Gloria had given Biddy her best dress—a beautiful green with black velvet trim—and Biddy’s grateful reaction to it worried Kassandra even more that she was becoming enticed by the life that accompanied it.

The house was quiet that night. Jewell imposed a sense of mourning. Whether it was the loss of Gloria or the reminder of the life none of them would ever have, she didn’t say. She declared she wasn’t in the mood for music and fun tonight, and therefore nobody else was, either. Yolanda and Donna simply took the festivities up the mountain to the miner’s cabins, accompanied by several bottles of whiskey

“I’m movin’ them two out back first thing in the mornin’,” Jewell declared, watching them cross the yard, looking like two bright silk birds picking their way across a barren field. “I want my own bed back.”

And so she did. That same evening, they all worked together lugging trunks full of dresses and arms full of various other luxuries out to the two cabins behind the main house. Jewell was all for dumping the mess in the middle of the cabin floor and letting them sort it out later, but Mae and Biddy insisted that they put the rooms together nicely, giving the girls something pleasant to come back to.

Kassandra noticed the curtains hanging in the window of Gloria’s cabin and remembered a promise she had made to Gloria. “Don’t let Jewell have them,” she’d said. “Take them to your room and keep them for yourself.” At the time such a promise seemed silly, but now, with the void left by her departure painfully raw, she took the yellow sprigged fabric down and clutched it to her.

Later that night, as Kassandra lay in bed, there was a knock at her door and Biddy stepped in, carrying a candle that took the room from darkness to a soft, promising glow.

“What are you doing here?” Kassandra asked, scooting over and patting the mattress beside her. “You have your own room now Don’t tell me you have grown afraid of the dark.”

“Oh, no,” Biddy said, setting the candle on the table by the bed and crawling under the covers. “I was just thinking, then I got a little sad.”

“What were you thinking about?”

“Would you ever want to leave this place, Sadie?”

“Yes.”

“Where would you go?”

“I have not given it that much thought,” she said, though the seeds of her desire had been planted the night Gloria’s Danny was born, and she’d thought of little else since. “I think I would like to go back to New York. To my daughter.”

“That sounds wonderful,” Biddy whispered. “I wish my mother could come back to me.”

“I do not know if my daughter even knows that I am alive,” Kassandra said. “Or what she thinks of me. But I need to find out.”

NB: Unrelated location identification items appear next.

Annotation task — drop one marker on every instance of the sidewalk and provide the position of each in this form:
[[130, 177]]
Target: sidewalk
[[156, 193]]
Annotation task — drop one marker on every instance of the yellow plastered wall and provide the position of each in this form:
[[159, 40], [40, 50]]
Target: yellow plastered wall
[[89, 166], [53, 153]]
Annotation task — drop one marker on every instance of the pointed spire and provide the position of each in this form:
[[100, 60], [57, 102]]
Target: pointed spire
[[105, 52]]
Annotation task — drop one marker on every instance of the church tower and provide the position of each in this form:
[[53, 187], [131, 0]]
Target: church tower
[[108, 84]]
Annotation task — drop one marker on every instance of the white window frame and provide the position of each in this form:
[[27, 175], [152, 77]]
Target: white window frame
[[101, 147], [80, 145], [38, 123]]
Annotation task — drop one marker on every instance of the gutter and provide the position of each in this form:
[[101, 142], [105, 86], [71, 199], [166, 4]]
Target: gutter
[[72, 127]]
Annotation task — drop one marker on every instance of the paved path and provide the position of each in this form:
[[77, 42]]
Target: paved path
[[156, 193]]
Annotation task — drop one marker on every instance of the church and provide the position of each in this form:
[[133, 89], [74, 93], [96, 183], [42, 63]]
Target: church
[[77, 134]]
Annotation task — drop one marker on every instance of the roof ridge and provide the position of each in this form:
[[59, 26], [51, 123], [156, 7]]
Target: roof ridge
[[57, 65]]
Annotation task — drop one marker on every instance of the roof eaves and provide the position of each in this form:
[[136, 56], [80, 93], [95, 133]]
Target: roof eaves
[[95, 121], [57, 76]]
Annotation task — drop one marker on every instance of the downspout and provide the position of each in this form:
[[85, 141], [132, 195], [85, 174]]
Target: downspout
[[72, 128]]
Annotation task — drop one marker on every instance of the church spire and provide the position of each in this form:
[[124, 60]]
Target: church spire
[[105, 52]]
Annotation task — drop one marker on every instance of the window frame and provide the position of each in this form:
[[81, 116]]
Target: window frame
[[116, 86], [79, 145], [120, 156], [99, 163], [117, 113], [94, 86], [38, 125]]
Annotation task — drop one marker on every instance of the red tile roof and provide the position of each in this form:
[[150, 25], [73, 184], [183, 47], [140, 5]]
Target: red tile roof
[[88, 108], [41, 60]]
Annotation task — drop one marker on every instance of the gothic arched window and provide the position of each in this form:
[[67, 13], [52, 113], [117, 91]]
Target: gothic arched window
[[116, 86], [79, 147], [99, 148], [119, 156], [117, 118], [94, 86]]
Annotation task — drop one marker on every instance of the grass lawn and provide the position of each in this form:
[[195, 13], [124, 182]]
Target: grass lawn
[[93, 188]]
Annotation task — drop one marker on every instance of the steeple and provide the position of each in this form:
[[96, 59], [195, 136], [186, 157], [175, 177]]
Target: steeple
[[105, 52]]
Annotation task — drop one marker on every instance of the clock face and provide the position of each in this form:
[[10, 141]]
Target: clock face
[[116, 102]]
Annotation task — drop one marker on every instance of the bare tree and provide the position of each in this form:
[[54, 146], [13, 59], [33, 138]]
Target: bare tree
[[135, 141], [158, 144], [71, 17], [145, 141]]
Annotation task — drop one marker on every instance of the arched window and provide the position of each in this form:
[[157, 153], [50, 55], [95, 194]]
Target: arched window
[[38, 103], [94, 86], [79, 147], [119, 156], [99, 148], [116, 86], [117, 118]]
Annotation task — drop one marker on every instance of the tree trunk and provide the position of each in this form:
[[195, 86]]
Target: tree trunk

“Do you want to get married?”

“No, no,
Liebling,”
Kassandra said, laughing. “Not any time soon.”

“Why did you become a prostitute?”

“Ha! That is a very good question. And one with a very long answer. Too long for this late hour.”

“I’m not sleepy.”

Kassandra sat up in bed, and Biddy did the same, tucking her thin legs underneath her, facing Kassandra in the candlelight.

“I was not much older than you, dear. And I felt I didn’t have any choice.”

“Do you … do you think I’ll have a choice?”

Her eyes were huge in the dim light, her soft brown hair loose in waves around her narrow shoulders. Though hidden now beneath the loose nightgown, her body had developed quite womanly curves, and the men who came down from the mountains were beginning to notice. Some were new arrivals, ignorant of the taboo against touching Biddy; others had been around long enough to have forgotten. The easy antics of Yolanda and Donna had fueled their lust, and it was a common occurrence now to hear some whoops and whistles whenever Biddy entered or left a room.

“Of course you’ll have a choice,” Kassandra said, reaching out for Biddy’s’ hands. “Don’t get into this life, Biddy. You will never be able to leave it behind if you do.”

“There’s that boy, Ben Danglars—”

“My life was ruined by a boy named Ben. Stay away from him.”

“He seems nice.”

“They all do. But when they see you here, in a place like this …”

“Is that what happened to you? Were you a prostitute when you met Ben?”

“No, dear, I was just a young girl like you. A good Christian girl in a good Christian home, waiting for something exciting to happen to me.”

“Isn’t that what you are now?” Biddy asked with a coy smile.